[Rockhounds] Numbering Specimens (WAS: Paint)

jabac jabac at hal-pc.org
Tue Dec 2 03:00:55 PST 2008


John Siebel wrote:
> Hi All,
>
> As I mentioned in my previous post, I'm getting a start on organizing 
> a huge amount of unlabeled specimens. But I'm hitting a mental 
> gridlock when it comes to numbering them. Where to start? Do I simply 
> grab the first one I see and give it the honor of being #0001? Should 
> I start with the more impressive specimens and work my way down from 
> there? Should I work chronologically from earliest collected to most 
> recent (although that sounds unlikely)? How to deal with multiples 
> (like the dozens of stilbite/calcite/quartz from XYZ Quarry)? Do they 
> all get the same number?
>
> I'm also consider sub-classification (if that's the right term), 
> fossils being  f-0001 or 0001-f  for instance. But I can see that 
> getting pretty whacky with the rest of the collection. Any thoughts?
>
> Perhaps Julie's OCD is rubbing off on me but I want to start this 
> process in a logical manner so I'm not tempted to redo it at a later 
> date. Like that will ever happen!
>
> Thanks for any input - John
>
How would you organize a library of books? The Library of Congress does 
it by categories.  But they also do it by acquisition number. It's all 
in the catalogue! So, does the actual numbering matter a great deal as 
long as the location is known and easily found later? The key is in the 
catalogue. So perhaps the major system might be by sort e.g. 
Category::book = Dana::mineral (or some such system; remember there is 
also the Dewey System for books).
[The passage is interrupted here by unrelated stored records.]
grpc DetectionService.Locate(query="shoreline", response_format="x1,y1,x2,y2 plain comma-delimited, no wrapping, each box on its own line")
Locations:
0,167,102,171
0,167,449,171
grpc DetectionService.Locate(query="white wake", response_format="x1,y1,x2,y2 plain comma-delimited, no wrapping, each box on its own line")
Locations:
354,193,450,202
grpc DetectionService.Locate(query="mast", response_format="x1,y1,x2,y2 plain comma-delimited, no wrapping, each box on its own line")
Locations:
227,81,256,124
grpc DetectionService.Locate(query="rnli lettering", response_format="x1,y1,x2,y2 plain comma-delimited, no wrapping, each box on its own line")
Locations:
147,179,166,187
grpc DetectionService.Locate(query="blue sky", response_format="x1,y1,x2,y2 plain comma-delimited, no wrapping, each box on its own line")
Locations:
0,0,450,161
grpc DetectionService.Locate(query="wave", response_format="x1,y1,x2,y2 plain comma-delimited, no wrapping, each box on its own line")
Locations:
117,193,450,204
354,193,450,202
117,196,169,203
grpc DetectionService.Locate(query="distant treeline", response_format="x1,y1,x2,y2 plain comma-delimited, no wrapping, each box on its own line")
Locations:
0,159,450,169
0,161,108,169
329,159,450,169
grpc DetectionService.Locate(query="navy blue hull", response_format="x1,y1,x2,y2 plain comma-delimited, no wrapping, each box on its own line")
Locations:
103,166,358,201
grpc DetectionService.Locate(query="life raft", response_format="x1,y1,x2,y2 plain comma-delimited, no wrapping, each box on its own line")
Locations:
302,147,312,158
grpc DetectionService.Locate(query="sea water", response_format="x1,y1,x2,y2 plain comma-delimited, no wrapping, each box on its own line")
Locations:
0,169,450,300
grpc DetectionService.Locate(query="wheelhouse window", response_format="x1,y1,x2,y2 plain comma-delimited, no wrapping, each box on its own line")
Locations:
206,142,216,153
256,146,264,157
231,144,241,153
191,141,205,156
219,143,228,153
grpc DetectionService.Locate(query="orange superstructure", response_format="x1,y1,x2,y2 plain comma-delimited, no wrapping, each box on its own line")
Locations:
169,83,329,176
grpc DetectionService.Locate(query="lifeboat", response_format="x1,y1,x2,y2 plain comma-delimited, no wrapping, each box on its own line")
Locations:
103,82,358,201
Then a subsystem for location within 
the division by sort. And don't forget that a "numbering" system can 
also be alphanumeric.

In other words, like creating databases, most of the work is in the 
thinking through how the whole thing fits together in the first place! 
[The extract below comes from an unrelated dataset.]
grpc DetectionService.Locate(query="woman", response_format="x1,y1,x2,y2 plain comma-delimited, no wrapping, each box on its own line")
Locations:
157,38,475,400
Visit  some museums and talk to curators. How do they do the organizing 
and numbering? Ask Mindat. Talk to authors of field and identification 
guides; look at some of them and how they are  organized.  I think after 
a few  weeks of thinking about the problem, your solution will be 
obvious to you. It may not fit anybody else's circumstances...but no 
matter if it works for you...and is well catalogued!